Figures from the Federal Bureau of Mines show that before the fire, the Sunshine Mine had a injury rate five times the average for metal mines, and that the fatality rate was twice as high. Mining inspectors found 35 violations just two months before the fire. And that was in the areas they could inspect, the worked-out areas were too cluttered with old timber and other debris to be inspected. There had never been any fire drills in the mine, no fire escape plan, and the portable respirators were old, rusty and mostly unusable (and the miners had no training on how to use them).

Seven days after the tragedy, Irwin P. Underweiser, Chairman of the Board of the Sunshine Mining Company, spoke the following words to an Associated Press business editor. "In spite of the shutdown, we may make a profit on the closure. Insurance will cover cost of a shutdown of up to six months, although we don't anticipate such a lengthy closure. Also keep in mind that the Sunshine Mine is our nation's largest single silver producer. I wouldn't be surprised if the closure might put a crimp on the silver supply, forcing prices to go up in the ten percent neighborhood." And people wonder why I think the bosses are the scum of the earth. A few months later the Sunshine Mine was up and running again and it is still in operation today.

After I found a place to camp, I made my way over to the Sunshine Mine. Along the way I was picked up by an old-timer who had lost his only son in the mine. He told me that he often drove up to the mine just to think about his son and try to understand why all those miners had died. He showed me where the families had stood their 24-hour vigil for nine days. Right behind that area still stood a sign that read; "This is the first day of the rest of your life. Live it safely." Not far away was the old exhaust stack that billowed out smoke from the fire over the weeks it took before it was put out.

He told me of being a "gypo" miner for over 36 years before mine dust had destroyed so much of his lung tissue that he had to retire. He said the mine owners just didn't give a damn about the miner, it was only the ore they cared about. I asked him how the other miners in the area reacted. In a voice trembling in both grief and anger, he said, "A little bit of every miner died that day. But every miner knows that they carry a death sentence just waiting to be carried out. If they are not killed down in the mine, then the mine dust will kill them slowly."

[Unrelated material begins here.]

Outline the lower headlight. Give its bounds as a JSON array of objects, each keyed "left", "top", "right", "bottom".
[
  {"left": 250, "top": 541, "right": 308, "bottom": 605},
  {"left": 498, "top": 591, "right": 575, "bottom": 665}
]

He did say that a mine east of there, the Lucky Friday Mine, had a wildcat strike 20 days after the fire when the owners refused to allow a union safety inspection team permission to accompany a Bureau of Mines safety inspection team in a tour of the mine.

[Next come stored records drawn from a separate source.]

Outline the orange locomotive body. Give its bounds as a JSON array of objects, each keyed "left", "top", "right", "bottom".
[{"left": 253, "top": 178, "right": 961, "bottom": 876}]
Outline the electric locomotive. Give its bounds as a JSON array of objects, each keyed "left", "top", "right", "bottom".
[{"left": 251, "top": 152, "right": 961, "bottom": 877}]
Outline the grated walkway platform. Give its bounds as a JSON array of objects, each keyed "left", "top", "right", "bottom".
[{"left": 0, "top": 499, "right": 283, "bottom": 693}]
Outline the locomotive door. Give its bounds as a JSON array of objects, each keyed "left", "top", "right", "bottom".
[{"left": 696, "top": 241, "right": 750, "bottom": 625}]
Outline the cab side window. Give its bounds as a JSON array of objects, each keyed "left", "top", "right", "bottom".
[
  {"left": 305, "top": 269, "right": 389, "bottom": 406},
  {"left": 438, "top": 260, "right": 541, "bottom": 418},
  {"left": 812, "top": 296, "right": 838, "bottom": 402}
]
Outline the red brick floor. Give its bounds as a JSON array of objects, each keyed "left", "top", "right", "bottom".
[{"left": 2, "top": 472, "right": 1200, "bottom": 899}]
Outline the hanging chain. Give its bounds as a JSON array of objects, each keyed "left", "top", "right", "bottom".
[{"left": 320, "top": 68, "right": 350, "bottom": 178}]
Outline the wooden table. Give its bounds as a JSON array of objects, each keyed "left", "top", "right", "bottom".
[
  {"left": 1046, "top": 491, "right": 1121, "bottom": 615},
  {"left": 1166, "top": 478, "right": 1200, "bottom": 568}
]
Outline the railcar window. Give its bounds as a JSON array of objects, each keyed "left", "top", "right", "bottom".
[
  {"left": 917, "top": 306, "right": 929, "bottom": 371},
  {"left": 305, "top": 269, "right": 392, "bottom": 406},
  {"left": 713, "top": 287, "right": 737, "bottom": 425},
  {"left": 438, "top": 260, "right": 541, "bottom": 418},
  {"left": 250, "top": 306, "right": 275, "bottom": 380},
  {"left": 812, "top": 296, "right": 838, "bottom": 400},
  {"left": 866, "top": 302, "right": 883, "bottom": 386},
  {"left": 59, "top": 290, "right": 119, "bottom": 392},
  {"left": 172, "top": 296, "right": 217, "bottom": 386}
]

The next day I made my way up past the mine and smelter to a little box canyon where the zinc plant lay hidden from sight. As I walked up the canyon I noticed that the hills around it were barren off all plant life. At the front gate stood a sign that said the plant had gone 30 days without lost time due to accidents. I was later told that a few years back, when that 30 days was accumulated, they stopped updating the sign. The zinc plant was an old, dilapidated place with rotting walls and floors, in which one had to step with some care so as not to step into a hole. The place had a sulfuric smell to it, with a few other unidentifiable aromas mixed in so that one's nose would never grow accustomed to the stench.

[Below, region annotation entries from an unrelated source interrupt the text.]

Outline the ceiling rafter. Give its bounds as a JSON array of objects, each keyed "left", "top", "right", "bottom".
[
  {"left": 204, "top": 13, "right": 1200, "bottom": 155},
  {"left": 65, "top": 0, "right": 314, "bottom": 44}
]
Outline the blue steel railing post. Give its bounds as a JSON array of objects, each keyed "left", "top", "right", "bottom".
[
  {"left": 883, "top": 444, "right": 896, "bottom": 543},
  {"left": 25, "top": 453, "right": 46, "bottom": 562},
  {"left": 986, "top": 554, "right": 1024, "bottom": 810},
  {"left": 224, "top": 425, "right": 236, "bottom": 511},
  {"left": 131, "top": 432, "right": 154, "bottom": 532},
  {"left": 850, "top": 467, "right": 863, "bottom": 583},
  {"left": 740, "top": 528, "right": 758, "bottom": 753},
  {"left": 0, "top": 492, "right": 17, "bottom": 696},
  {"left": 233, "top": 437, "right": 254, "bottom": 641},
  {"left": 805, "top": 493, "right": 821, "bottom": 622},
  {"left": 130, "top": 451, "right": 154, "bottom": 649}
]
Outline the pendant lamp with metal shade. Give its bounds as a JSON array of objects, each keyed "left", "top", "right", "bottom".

The cellroom was where the zinc from the mine was poured into large vats of sulfuric acid and was then charged with 15,000 volts of electricity. The zinc strippers were all young, nobody over the age of 30 was allowed to work in there. We all wore rubber boots and rubber gloves, and our clothes were patched together with rubber patches. The zinc crystallized on plates which we had to climb up onto the vats and pull up with a hook that looked like a longshoremen's hook with the point cut off. We placed the plates on a cart and then we stripped the zinc off in another area.